Dr. Xilei Zhao of the University of Florida is leading a STRIDE-funded project that is looking at how Mobility-on-Demand (MOD) transit systems can contribute to building smart, sustainable, and equitable cities in the U.S. The project includes a large groups of researchers from the University of North Carolina at Chapel Hill, the University of Alabama at Birmingham, Auburn University, Florida International University, and the Ford Motor Company.
With the rapid rise of shared mobility options such as ridehailing and micromobility (shared dockless e-bikes and e-scooters) transportation agencies at the federal, state, and local levels have mobilized to develop Mobility-on-Demand (MOD) initiatives. MOD means an integrated and connected multi-modal network of safe, affordable, and reliable transportation options that are available and accessible to all travelers.
As a competitive alternative to the use of personal cars, MOD transit systems can significantly reduce traffic congestion in major roadways. The key to the success of MOD initiatives is the integration among various publicly accessible travel options including conventional transit services, ridehailing, and micromobility.

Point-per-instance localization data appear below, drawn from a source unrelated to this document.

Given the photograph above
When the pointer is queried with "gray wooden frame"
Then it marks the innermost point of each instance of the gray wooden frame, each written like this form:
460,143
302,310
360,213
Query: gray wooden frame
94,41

“Given the short history of these shared mobility options, little is known about their spatiotemporal usage patterns (how people use these services across space and time), how they shape individual travel behavior and attitudes, and under what conditions these new mobility options can be effectively integrated into the existing transit network,” Dr. Zhao said.
To fill these knowledge gaps, Dr. Zhao and her team of researchers propose two research thrusts: 1) to understand people’s preferences and adoption of a MOD transit system that integrates public transit and micromobility; and 2) to assess the service characteristics of ridehailing and traditional demand-responsive transit for hospital trips in rural and urban settings in the Southeastern U.S. region.
Dr. Zhao expects to find that micromobility can serve as an essential first-/last-mile feeder to the fixed route public transit service that could improve the overall system’s efficiency and coverage.
“Compared to a traditional demand-responsive transit system, an ‘Uber-like’ on-demand transit system may significantly improve user experience and operations efficiency for health care travel,” she said.
The products generated from this research will include survey tools, data analytics methods, tools for modeling micromobility usage, and optimization models to evaluate the operations of an “Uber-like” services for healthcare trips. Policy recommendations will also be generated to assist transit agencies and cities in their planning and operations for MOD transit systems that are enhanced by the emerging shared mobility services.